# Snooper: A Flexible Tracing Solution for Fast Simulation and Analysis in RISC-V

Santiago Monserrat Campanello<sup>†</sup>, Julian Pavon<sup>†\*</sup> and Adrian Cristal<sup>†</sup>

<sup>†</sup>Barcelona Supercomputing Center <sup>\*</sup>Universitat Politecnica de Catalunya E-mail: **santiago.monserrat@bsc.es** 

#### Abstract

Hardware simulation and modeling are essential for computer architecture research, enabling early-stage evaluation without full hardware implementation. Trace-based simulation tools are advantageous for quickly modeling CPU and memory system performance. Nonetheless, a proper instruction tracing tool for the RISC-V ISA is currently missing.
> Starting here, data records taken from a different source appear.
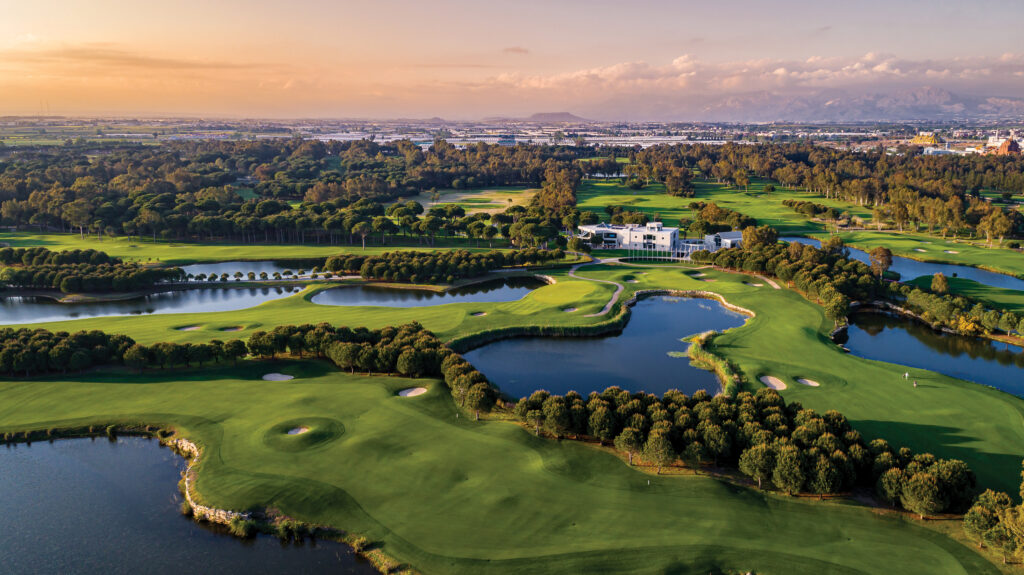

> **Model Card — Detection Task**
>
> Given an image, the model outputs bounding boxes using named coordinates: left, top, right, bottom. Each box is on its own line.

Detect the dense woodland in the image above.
left=325, top=249, right=565, bottom=283
left=514, top=388, right=976, bottom=516
left=0, top=139, right=1024, bottom=244
left=0, top=248, right=185, bottom=294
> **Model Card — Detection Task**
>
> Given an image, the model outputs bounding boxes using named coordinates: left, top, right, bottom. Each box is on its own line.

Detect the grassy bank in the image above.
left=0, top=362, right=997, bottom=574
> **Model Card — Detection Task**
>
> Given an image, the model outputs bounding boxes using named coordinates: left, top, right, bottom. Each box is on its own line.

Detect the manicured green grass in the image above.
left=0, top=361, right=997, bottom=574
left=14, top=265, right=1024, bottom=492
left=908, top=275, right=1024, bottom=313
left=394, top=186, right=538, bottom=214
left=812, top=231, right=1024, bottom=277
left=579, top=265, right=1024, bottom=493
left=0, top=232, right=507, bottom=265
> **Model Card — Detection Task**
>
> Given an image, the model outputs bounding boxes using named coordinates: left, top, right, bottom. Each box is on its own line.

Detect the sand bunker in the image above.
left=758, top=375, right=785, bottom=391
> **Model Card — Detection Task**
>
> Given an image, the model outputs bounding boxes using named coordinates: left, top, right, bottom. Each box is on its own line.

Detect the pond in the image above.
left=0, top=286, right=302, bottom=325
left=181, top=261, right=307, bottom=277
left=310, top=276, right=546, bottom=308
left=464, top=296, right=746, bottom=397
left=780, top=237, right=1024, bottom=291
left=837, top=312, right=1024, bottom=397
left=0, top=438, right=376, bottom=575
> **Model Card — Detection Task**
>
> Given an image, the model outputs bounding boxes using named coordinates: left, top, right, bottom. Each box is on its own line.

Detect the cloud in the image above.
left=0, top=43, right=259, bottom=71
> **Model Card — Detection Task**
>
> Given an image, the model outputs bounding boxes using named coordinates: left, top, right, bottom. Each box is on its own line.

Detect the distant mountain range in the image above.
left=483, top=112, right=590, bottom=124
left=599, top=87, right=1024, bottom=123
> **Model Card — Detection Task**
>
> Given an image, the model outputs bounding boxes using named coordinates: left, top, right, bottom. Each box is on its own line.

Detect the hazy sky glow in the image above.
left=0, top=0, right=1024, bottom=120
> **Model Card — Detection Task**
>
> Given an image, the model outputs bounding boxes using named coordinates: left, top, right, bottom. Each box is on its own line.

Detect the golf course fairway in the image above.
left=0, top=360, right=998, bottom=574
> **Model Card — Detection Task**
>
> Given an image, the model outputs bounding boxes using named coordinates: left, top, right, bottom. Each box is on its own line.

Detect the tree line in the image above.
left=0, top=248, right=185, bottom=294
left=324, top=248, right=565, bottom=283
left=513, top=387, right=977, bottom=509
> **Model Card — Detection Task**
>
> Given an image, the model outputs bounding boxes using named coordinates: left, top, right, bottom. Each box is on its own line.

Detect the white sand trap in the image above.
left=398, top=388, right=427, bottom=397
left=758, top=375, right=785, bottom=391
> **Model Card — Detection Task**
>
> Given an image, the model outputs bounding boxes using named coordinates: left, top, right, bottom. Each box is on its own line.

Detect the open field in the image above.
left=0, top=232, right=507, bottom=265
left=0, top=361, right=998, bottom=574
left=392, top=186, right=538, bottom=214
left=9, top=265, right=1024, bottom=492
left=909, top=275, right=1024, bottom=313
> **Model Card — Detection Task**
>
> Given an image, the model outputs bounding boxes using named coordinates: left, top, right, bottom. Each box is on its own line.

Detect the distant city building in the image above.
left=580, top=222, right=743, bottom=258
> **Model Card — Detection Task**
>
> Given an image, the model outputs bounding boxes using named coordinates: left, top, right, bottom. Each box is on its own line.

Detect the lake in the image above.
left=310, top=276, right=546, bottom=308
left=463, top=296, right=746, bottom=397
left=0, top=438, right=377, bottom=575
left=837, top=312, right=1024, bottom=397
left=0, top=286, right=302, bottom=325
left=780, top=237, right=1024, bottom=291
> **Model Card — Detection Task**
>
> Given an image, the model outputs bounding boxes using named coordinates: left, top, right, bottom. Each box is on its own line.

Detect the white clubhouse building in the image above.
left=580, top=222, right=743, bottom=258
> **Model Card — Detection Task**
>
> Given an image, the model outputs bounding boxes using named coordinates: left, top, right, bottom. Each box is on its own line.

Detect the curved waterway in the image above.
left=464, top=296, right=746, bottom=397
left=310, top=277, right=546, bottom=308
left=0, top=286, right=301, bottom=325
left=0, top=438, right=377, bottom=575
left=780, top=237, right=1024, bottom=291
left=837, top=312, right=1024, bottom=397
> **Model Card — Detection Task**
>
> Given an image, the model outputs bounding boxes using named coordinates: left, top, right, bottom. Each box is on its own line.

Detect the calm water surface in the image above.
left=464, top=296, right=746, bottom=397
left=781, top=237, right=1024, bottom=291
left=0, top=286, right=301, bottom=324
left=310, top=277, right=545, bottom=308
left=840, top=313, right=1024, bottom=397
left=0, top=438, right=376, bottom=575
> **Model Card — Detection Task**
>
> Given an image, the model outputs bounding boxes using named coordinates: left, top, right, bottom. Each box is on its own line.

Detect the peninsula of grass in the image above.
left=8, top=264, right=1024, bottom=492
left=0, top=360, right=998, bottom=575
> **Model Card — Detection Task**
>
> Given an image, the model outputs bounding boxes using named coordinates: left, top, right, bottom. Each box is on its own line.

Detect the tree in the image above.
left=615, top=428, right=642, bottom=466
left=352, top=222, right=373, bottom=250
left=465, top=383, right=495, bottom=421
left=809, top=455, right=843, bottom=498
left=874, top=468, right=903, bottom=507
left=867, top=246, right=893, bottom=277
left=900, top=472, right=946, bottom=519
left=526, top=409, right=544, bottom=436
left=643, top=433, right=676, bottom=475
left=587, top=407, right=615, bottom=443
left=739, top=443, right=775, bottom=489
left=224, top=340, right=248, bottom=365
left=541, top=395, right=570, bottom=439
left=772, top=445, right=807, bottom=495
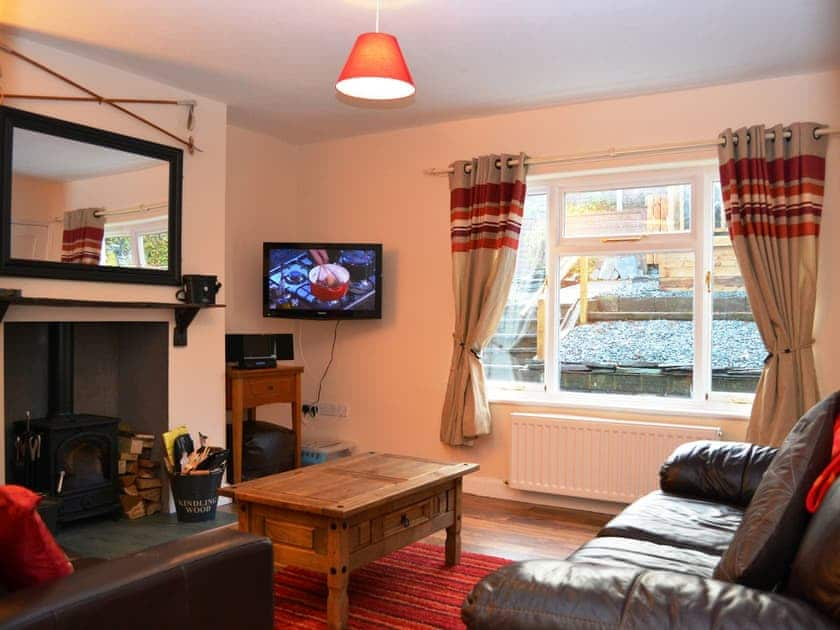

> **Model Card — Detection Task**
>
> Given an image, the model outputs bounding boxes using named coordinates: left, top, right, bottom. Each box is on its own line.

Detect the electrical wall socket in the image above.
left=303, top=401, right=350, bottom=418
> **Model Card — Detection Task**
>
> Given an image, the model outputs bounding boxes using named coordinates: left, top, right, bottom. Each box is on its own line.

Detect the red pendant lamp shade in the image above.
left=335, top=33, right=414, bottom=100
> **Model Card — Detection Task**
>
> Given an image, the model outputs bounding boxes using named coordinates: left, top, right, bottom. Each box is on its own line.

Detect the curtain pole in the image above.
left=0, top=43, right=201, bottom=153
left=423, top=127, right=840, bottom=175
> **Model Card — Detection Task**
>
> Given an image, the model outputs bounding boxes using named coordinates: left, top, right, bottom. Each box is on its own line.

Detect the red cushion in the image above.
left=0, top=486, right=73, bottom=591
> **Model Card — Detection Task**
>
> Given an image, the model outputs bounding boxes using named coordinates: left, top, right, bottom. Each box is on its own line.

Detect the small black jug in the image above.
left=175, top=274, right=222, bottom=304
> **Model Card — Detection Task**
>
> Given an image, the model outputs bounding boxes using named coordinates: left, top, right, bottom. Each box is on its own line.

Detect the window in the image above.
left=483, top=164, right=766, bottom=408
left=99, top=217, right=169, bottom=269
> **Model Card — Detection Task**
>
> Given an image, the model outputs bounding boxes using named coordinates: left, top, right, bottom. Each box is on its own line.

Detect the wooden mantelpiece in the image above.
left=0, top=295, right=225, bottom=346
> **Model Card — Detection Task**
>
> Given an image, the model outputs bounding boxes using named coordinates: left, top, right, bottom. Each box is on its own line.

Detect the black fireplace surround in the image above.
left=12, top=323, right=120, bottom=523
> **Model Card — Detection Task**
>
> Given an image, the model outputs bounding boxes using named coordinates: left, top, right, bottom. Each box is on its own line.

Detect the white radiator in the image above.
left=508, top=413, right=721, bottom=503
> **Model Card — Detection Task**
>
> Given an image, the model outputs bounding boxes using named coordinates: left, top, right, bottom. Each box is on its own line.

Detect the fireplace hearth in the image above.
left=13, top=323, right=120, bottom=523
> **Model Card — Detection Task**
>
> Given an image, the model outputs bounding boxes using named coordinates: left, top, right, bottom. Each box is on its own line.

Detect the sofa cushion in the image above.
left=598, top=490, right=744, bottom=556
left=715, top=392, right=840, bottom=590
left=787, top=483, right=840, bottom=622
left=567, top=536, right=720, bottom=577
left=659, top=440, right=776, bottom=508
left=0, top=486, right=73, bottom=591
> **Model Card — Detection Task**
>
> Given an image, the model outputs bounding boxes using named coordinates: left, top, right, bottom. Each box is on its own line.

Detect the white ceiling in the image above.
left=12, top=129, right=166, bottom=182
left=0, top=0, right=840, bottom=143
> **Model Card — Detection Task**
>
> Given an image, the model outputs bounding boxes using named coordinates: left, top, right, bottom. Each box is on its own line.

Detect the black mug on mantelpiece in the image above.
left=175, top=274, right=222, bottom=304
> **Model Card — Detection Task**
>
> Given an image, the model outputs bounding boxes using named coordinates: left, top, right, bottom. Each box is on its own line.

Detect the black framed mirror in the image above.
left=0, top=106, right=183, bottom=285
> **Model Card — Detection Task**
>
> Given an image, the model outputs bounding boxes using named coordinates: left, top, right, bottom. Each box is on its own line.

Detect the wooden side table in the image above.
left=225, top=366, right=303, bottom=483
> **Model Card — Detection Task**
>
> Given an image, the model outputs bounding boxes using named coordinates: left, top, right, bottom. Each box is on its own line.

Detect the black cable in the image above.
left=313, top=319, right=341, bottom=407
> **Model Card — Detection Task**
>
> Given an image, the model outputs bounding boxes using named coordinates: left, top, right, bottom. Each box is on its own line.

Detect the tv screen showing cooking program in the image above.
left=263, top=243, right=382, bottom=319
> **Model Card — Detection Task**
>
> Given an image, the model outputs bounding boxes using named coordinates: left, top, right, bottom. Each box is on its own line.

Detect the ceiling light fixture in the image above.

We present Snooper, a fast and flexible RISC-V instruction tracer built as a QEMU TCG plugin. Snooper extracts information (e.g., source/destination registers) per executed instruction and generates customizable trace files, making it compatible with state-of-the-art trace-based CPU simulators. Supporting both user-mode and full-system execution, Snooper enables in-depth RISC-V analysis, including OS-level evaluation. We validate the traces generated by Snooper using ChampSim achieving an average 89% modeling accuracy compared to a RTL Out-of-order CPU running in an FPGA.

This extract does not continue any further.